Great Testimony against scientific cruelty

Chapter 5

Chapter 5969 wordsPublic domain

CHIEF JUSTICE OF ENGLAND VICE-PRESIDENT OF THE NATIONAL ANTI-VIVISECTION SOCIETY

[Picture: Lord Coleridge, Chief Justice of England]

I hope that my inclusion of my father in these articles on the first supporters of the anti-vivisection movement will not be thought unbecoming. I see no reason why I should not testify in these pages to the unswerving adhesion he brought to the cause of humaneness both towards men and women as well as towards animals, and the wise counsel he afforded to the pioneers of the fight against vivisection.

It is perhaps now long forgotten that he initiated, drafted and carried through the House of Commons when he sat in that assembly as member for Exeter a Bill emancipating married women from the cruel conditions of servitude whereby their own earnings could legally be taken from them by their husbands.

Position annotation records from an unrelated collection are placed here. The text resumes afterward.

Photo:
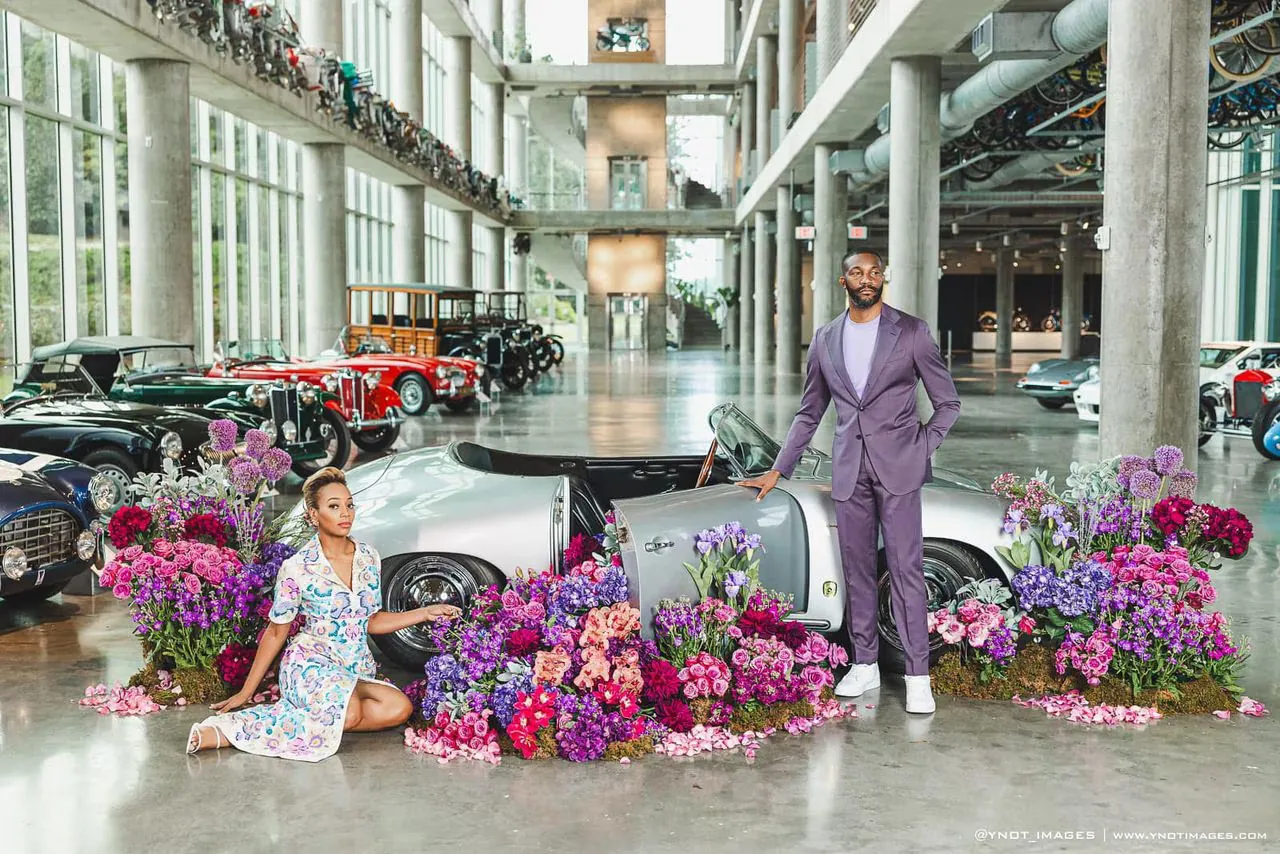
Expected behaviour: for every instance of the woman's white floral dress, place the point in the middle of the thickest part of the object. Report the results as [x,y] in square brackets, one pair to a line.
[320,665]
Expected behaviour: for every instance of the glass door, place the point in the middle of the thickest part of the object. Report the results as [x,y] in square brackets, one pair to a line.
[627,320]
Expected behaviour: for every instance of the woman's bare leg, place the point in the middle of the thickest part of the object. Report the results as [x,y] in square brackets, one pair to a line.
[375,707]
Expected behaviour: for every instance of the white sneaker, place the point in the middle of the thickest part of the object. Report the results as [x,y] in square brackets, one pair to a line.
[859,680]
[919,695]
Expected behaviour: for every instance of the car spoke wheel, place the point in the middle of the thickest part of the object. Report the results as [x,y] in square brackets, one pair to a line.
[415,397]
[420,581]
[946,569]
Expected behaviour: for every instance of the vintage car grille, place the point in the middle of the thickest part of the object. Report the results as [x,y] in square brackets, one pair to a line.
[284,405]
[493,348]
[351,389]
[45,535]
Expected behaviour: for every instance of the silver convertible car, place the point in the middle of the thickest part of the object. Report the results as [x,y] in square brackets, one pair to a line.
[449,521]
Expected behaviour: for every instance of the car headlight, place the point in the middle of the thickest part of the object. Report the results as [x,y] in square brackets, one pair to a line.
[14,562]
[86,546]
[170,444]
[104,493]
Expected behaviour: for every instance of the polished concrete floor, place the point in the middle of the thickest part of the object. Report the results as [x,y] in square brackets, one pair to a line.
[73,781]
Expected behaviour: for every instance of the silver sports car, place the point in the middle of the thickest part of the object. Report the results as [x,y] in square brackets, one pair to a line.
[1052,382]
[449,521]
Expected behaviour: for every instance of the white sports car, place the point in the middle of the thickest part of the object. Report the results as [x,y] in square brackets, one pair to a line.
[451,521]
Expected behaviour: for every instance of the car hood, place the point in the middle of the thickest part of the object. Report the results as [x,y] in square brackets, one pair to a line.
[1059,369]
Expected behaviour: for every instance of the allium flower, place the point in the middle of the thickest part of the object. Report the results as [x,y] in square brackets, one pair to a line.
[246,475]
[1144,484]
[1169,460]
[222,435]
[277,462]
[256,443]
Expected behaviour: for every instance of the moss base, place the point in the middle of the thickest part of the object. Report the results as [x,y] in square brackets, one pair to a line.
[1032,675]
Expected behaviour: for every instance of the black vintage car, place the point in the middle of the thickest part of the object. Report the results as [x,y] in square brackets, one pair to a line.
[45,512]
[69,418]
[164,373]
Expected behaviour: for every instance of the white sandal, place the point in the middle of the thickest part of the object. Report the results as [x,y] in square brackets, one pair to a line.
[193,738]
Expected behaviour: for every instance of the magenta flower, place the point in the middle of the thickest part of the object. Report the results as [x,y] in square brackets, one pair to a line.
[222,435]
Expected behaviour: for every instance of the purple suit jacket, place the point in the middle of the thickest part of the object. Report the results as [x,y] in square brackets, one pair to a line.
[883,420]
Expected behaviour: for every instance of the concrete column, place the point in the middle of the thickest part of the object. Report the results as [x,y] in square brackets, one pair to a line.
[746,128]
[832,35]
[159,110]
[1004,304]
[405,88]
[766,73]
[830,199]
[1155,208]
[728,266]
[762,345]
[457,133]
[789,35]
[1073,296]
[913,186]
[324,243]
[519,181]
[787,287]
[746,298]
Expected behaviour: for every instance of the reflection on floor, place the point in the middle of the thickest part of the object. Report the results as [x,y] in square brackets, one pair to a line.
[73,781]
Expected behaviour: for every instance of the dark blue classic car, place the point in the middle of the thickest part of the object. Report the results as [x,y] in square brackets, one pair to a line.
[45,515]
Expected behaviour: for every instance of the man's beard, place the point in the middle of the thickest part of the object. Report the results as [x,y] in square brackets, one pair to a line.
[863,301]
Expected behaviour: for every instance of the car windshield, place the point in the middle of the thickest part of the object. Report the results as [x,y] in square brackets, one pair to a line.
[1217,356]
[156,359]
[743,441]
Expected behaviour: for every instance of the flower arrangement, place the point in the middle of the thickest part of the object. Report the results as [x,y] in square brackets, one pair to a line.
[196,562]
[558,665]
[1112,575]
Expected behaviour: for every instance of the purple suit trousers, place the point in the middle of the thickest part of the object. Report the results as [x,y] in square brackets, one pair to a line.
[880,462]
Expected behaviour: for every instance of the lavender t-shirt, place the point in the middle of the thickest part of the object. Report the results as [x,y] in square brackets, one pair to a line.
[859,346]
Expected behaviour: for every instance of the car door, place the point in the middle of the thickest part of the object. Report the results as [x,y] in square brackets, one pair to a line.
[657,538]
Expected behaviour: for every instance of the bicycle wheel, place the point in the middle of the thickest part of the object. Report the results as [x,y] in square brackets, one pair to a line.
[1235,60]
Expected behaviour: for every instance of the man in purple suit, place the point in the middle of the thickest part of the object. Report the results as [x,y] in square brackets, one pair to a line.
[868,361]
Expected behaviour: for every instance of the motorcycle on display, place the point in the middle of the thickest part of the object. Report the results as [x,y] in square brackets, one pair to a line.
[621,37]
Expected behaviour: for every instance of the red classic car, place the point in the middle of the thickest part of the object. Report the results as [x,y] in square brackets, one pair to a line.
[420,380]
[368,407]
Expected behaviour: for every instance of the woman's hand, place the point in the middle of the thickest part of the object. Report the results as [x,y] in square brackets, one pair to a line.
[433,612]
[232,703]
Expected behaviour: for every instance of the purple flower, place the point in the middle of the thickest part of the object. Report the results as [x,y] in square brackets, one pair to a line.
[1144,484]
[1169,460]
[275,464]
[222,435]
[256,443]
[246,475]
[1183,484]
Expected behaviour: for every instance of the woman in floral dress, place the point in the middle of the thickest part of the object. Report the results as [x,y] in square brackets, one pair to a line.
[328,679]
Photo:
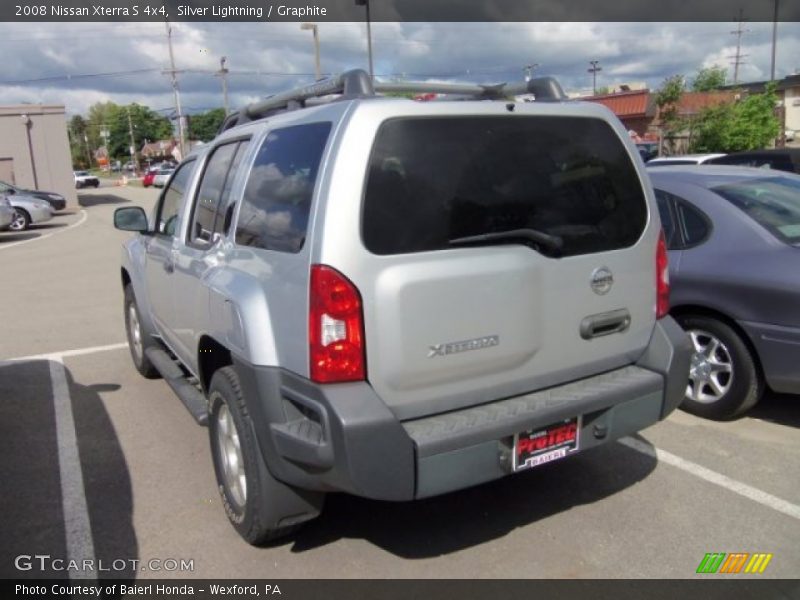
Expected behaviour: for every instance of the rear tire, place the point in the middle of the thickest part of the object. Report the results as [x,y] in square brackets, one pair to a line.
[724,379]
[22,220]
[139,339]
[259,507]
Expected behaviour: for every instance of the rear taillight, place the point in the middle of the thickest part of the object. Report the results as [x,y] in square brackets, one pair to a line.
[335,328]
[662,278]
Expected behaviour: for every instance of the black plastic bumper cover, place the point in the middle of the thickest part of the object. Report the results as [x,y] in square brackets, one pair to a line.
[342,437]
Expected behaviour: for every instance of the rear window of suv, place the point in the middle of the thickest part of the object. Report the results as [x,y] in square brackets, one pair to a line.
[437,179]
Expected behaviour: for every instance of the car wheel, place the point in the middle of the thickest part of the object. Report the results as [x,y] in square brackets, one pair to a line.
[138,338]
[259,507]
[724,379]
[21,221]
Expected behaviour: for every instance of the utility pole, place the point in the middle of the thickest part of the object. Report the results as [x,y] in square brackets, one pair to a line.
[314,30]
[365,3]
[737,58]
[223,75]
[593,70]
[774,41]
[133,144]
[88,152]
[173,74]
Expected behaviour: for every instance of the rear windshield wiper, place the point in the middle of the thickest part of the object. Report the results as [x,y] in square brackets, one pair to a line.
[538,240]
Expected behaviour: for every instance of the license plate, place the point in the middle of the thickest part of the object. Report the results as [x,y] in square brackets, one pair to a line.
[539,446]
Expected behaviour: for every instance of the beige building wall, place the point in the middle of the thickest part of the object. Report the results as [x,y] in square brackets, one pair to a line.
[33,139]
[792,104]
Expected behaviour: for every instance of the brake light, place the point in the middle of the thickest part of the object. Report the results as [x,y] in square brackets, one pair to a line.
[335,328]
[662,278]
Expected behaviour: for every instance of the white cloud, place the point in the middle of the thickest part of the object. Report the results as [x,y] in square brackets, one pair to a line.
[267,57]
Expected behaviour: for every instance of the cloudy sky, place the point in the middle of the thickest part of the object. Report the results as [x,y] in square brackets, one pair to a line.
[83,63]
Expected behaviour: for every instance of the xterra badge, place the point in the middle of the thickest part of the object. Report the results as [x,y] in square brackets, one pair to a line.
[466,345]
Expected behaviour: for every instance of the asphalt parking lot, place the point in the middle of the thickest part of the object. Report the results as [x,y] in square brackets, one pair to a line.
[98,463]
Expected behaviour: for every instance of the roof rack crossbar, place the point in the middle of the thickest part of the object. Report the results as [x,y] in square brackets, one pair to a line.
[350,84]
[357,84]
[543,88]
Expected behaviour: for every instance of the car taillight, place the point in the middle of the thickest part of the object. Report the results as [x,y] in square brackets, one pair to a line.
[335,328]
[662,278]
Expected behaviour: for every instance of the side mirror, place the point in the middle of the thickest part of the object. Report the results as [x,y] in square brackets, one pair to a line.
[131,218]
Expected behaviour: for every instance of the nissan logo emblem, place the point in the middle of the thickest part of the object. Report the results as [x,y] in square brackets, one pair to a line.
[602,280]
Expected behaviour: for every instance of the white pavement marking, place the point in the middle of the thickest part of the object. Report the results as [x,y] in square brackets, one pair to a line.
[737,487]
[82,220]
[64,353]
[77,527]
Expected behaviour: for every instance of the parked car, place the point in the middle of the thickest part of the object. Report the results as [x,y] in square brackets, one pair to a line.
[6,212]
[85,179]
[57,201]
[733,235]
[684,159]
[781,159]
[148,178]
[647,150]
[400,299]
[162,176]
[28,210]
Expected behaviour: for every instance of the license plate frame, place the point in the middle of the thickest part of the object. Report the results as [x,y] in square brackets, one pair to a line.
[535,447]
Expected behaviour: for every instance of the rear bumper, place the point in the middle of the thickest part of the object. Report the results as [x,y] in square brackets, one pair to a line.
[40,215]
[342,437]
[6,216]
[779,353]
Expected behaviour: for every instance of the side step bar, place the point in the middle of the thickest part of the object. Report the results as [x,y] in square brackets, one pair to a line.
[192,398]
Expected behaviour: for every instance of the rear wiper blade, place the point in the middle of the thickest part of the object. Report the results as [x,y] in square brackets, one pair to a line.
[530,237]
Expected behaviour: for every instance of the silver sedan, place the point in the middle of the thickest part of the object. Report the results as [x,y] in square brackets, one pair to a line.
[29,210]
[6,213]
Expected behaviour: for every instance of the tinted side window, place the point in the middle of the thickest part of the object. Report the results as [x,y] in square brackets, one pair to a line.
[214,186]
[695,226]
[277,198]
[433,180]
[171,199]
[667,222]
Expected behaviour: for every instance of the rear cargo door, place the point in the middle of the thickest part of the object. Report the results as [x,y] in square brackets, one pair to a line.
[506,254]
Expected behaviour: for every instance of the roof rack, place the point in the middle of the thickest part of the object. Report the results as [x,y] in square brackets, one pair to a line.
[357,84]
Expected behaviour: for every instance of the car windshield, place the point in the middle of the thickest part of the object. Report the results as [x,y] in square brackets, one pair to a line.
[773,202]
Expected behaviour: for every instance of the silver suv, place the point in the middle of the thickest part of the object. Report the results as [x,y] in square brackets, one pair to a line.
[398,299]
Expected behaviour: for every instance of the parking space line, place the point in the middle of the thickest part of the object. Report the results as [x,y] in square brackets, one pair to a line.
[82,220]
[749,492]
[77,527]
[64,353]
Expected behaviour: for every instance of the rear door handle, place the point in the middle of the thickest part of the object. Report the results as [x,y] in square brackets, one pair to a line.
[602,324]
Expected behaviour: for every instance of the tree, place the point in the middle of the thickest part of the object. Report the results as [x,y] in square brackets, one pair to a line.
[745,125]
[77,145]
[709,79]
[668,98]
[204,126]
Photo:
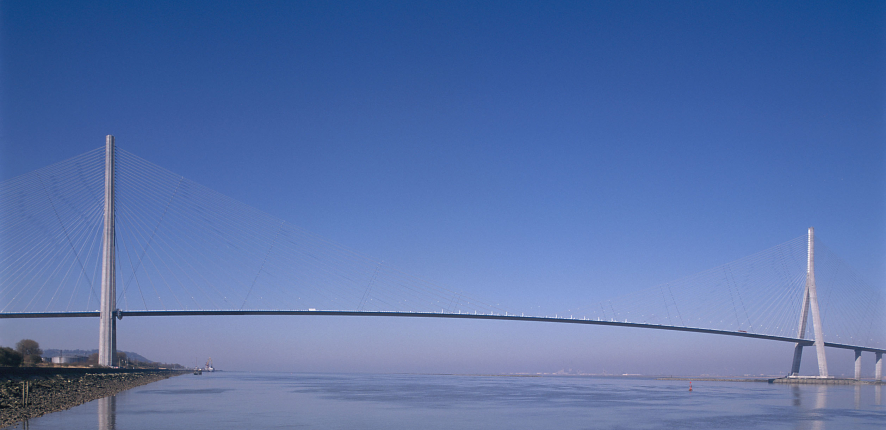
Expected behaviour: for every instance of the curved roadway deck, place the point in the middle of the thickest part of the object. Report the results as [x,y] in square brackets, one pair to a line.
[121,314]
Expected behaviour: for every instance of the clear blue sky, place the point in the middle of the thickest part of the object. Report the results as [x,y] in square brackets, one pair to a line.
[537,155]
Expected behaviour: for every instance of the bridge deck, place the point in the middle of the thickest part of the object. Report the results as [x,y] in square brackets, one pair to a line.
[805,342]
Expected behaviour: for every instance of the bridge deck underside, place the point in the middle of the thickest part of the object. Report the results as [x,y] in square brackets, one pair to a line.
[804,342]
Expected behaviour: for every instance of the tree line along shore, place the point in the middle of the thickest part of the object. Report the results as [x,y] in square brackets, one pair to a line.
[30,392]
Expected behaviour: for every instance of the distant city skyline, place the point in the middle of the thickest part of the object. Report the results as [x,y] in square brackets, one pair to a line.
[538,156]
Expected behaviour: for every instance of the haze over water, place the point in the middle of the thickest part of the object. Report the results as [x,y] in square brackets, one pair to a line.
[237,400]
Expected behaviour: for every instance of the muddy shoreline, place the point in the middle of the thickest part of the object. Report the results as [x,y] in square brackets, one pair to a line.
[27,393]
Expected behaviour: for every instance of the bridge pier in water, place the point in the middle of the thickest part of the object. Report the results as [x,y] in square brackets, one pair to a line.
[857,364]
[878,368]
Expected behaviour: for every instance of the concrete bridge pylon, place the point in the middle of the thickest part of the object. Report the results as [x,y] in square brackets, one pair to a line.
[107,345]
[810,301]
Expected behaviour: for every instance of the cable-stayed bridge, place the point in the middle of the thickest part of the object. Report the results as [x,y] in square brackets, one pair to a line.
[107,234]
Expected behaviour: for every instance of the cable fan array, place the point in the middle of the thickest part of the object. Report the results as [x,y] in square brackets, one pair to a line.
[183,246]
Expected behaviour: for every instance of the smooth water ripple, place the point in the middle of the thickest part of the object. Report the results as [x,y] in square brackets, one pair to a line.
[239,400]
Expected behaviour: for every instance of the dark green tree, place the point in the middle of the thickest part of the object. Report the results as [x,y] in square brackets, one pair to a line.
[27,347]
[9,357]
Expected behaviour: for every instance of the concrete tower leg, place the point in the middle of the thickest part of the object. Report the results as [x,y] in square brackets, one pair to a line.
[878,368]
[857,364]
[801,332]
[813,304]
[107,343]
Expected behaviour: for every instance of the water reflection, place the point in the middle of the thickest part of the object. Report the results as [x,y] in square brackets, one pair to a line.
[878,392]
[857,396]
[107,413]
[817,412]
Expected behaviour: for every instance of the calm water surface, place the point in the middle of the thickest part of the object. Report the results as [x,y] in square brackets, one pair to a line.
[232,400]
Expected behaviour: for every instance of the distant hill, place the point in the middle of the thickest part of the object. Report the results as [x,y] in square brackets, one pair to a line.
[49,353]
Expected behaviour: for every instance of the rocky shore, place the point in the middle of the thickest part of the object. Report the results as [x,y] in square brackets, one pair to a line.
[29,393]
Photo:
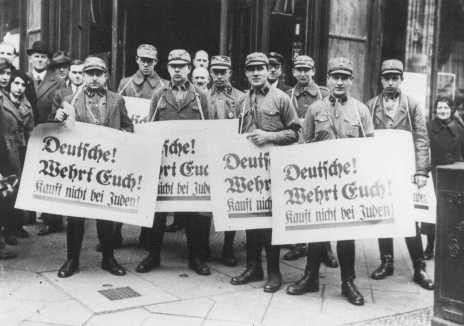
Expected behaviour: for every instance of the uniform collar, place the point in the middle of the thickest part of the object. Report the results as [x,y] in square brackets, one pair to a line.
[310,88]
[152,79]
[262,90]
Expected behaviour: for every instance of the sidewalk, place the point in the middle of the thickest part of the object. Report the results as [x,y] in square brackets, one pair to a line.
[31,294]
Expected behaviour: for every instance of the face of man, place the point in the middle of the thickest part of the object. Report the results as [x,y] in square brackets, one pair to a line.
[391,82]
[95,78]
[7,52]
[5,76]
[76,74]
[178,72]
[62,71]
[275,71]
[39,61]
[303,75]
[201,60]
[257,75]
[339,84]
[146,65]
[220,76]
[18,87]
[200,77]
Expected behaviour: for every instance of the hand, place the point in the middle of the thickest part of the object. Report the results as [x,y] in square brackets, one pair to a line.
[420,181]
[259,137]
[61,115]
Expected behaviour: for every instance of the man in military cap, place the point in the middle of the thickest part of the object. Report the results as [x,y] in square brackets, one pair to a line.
[46,83]
[305,93]
[393,109]
[146,80]
[142,84]
[224,103]
[96,105]
[270,118]
[336,116]
[200,78]
[179,100]
[276,62]
[61,63]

This was the first of a series of wide-minded Acts of Parliament which established the position of women as no longer the mere chattels of their male relatives.

Cruelty to animals of any kind roused in him a deep and abiding anger: he never allowed a bearing rein to be inflicted upon his horses either in London or the country, nor was there ever a tied-up dog in his stables.

Lord Coleridge assisted in the efforts to get the Anti-Vivisection Bill of 1876 passed without the wrecking amendments that were at the last minute added to it; after the Bill was passed in its mutilated state Miss Cobbe with a not unnatural impatience wrote to him and others saying that "the supporters of vivisection having refused to accept a reasonable compromise or to permit any line to be drawn between morally justifiable painless experiments and those which are heinously cruel and involve the torture of the most sensitive animals" she intended to endeavour to induce the Society "to condemn the practice altogether as inseparably bound up with criminal abuses"; and henceforth to adopt "the principle of uncompromising hostility to vivisection," and she asked him to let her know whether he would give his support to her proposals. His reply was what might have been expected from one who could not permit his irritation at the fate of the Bill to influence his parliamentary attitude.

I am afraid [he wrote] my answer must be in a sense which you will think unfavourable. I could not commit myself out of Parliament to any view which I am not prepared to defend _in_ it. And the unreasonableness and what I think wrongdoing of the Medical Men would not justify me as a legislator in voting for what _I_ think wrong merely in opposition to them or because I could not bring them to terms which I think just and right.

I do not say that this is at all necessarily the rule for a person out of Parliament, because so long as you do not agitate for what you think _wrong_ it is perfectly fair to agitate for more than you expect to get as a means of getting something of what you think right. So that I find no fault whatever with any one who takes the view you take; but my position is somewhat a peculiar one and I must be cautious to an extent that some people may think coldness and weakness. I am not afraid of your judgment however.

Six years later, in 1882, he wrote an article in the _Fortnightly Review_ in which he definitely though reluctantly gave his adhesion to total abolition as the goal to be aimed at, but of course he never at any time associated himself with the condemnation of all other measures for the mitigation of the cruelties of the laboratory or of the world at large that has since been pronounced by the more extreme protagonists on the anti-vivisection side of the controversy.

This article dealt in a pungent severity with attacks made upon him in the _Nineteenth Century_ by Sir James Paget, Professor Owen and Dr. Wilks. As far as I know none of them rejoined. They had had enough!

But the last passage of the article is of a quality that I think my readers will regard as fully justifying my reproducing it here,--I hope it will receive their endorsement--the hand that wrote it has long been still, but thirty-four years have not made one word of it less true or less beautiful.

There is one authority, conclusive, no doubt, only to those who admit it, conclusive only to those who believe that they can read it, to which in conclusion I dare appeal. When a bishop in the Southern States had been defending slavery, he was asked what he thought our Lord would have said, what looks He who turned and looked upon St. Peter would have cast upon a slave-mart in New Orleans, where husband was torn from wife, child from parent, and beautiful girls, with scarce a tinge of colour in them, were sold into prostitution. The answer of the bishop is not known, but I will venture on a kindred question. What would our Lord have said, what looks would He have bent, upon a chamber filled with "the unoffending creatures which He loves," dying under torture deliberately and intentionally inflicted? or kept alive to endure further torment, in pursuit of knowledge? Men must answer this question according to their consciences; and for any man to make himself in such a matter a rule for any other would be, I know, unspeakable presumption. But to anyone who recognises the authority of our Lord, and who persuades himself that he sees which way that authority inclines, the mind of Christ must be the guide of life. "Shouldest thou not have had compassion upon these, even as I had pity on thee?" So He seems to me to say, and I shall act accordingly.